Survival data show a nonsignificant trend towards lower survival in the dilated group when we look at all patients regardless of initial staging. A similar nonsignificant trend is also seen among those without distant metastases at initial staging. However, when the dilated and nondilated groups were matched for similar initial staging, locally advanced disease, five-year survival rates were similar.
The possibility remains that dilation results in seeding the bloodstream and metastatic spread of disease in a small number of cases. However, this theory has not been proven in any previous model or study in this particular clinical setting. While limited by the total number of patients, our study appears to refute that dilation of malignant strictures leads to increased rates of metastases. A more likely explanation is simply that the cases of early metastases in each group represent metastases that were present but not detectable at the time of initial staging.

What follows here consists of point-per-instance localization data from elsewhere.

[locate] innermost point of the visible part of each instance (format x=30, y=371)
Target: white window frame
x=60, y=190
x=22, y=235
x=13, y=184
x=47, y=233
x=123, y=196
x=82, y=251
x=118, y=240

Our study was limited by a small sample size, retrospective nature of the study, and being a single-center experience. The small sample size makes it difficult to draw any definitive conclusions; however, our study provides valuable information about the natural progression of metastases in patients who undergo EUS for staging of esophageal cancer.
EUS provides the most accurate locoregional staging for esophageal cancer, and dilation may often be necessary to complete EUS staging. Dilating malignant strictures in order to complete EUS staging does not clearly lead to a higher rate of metastases.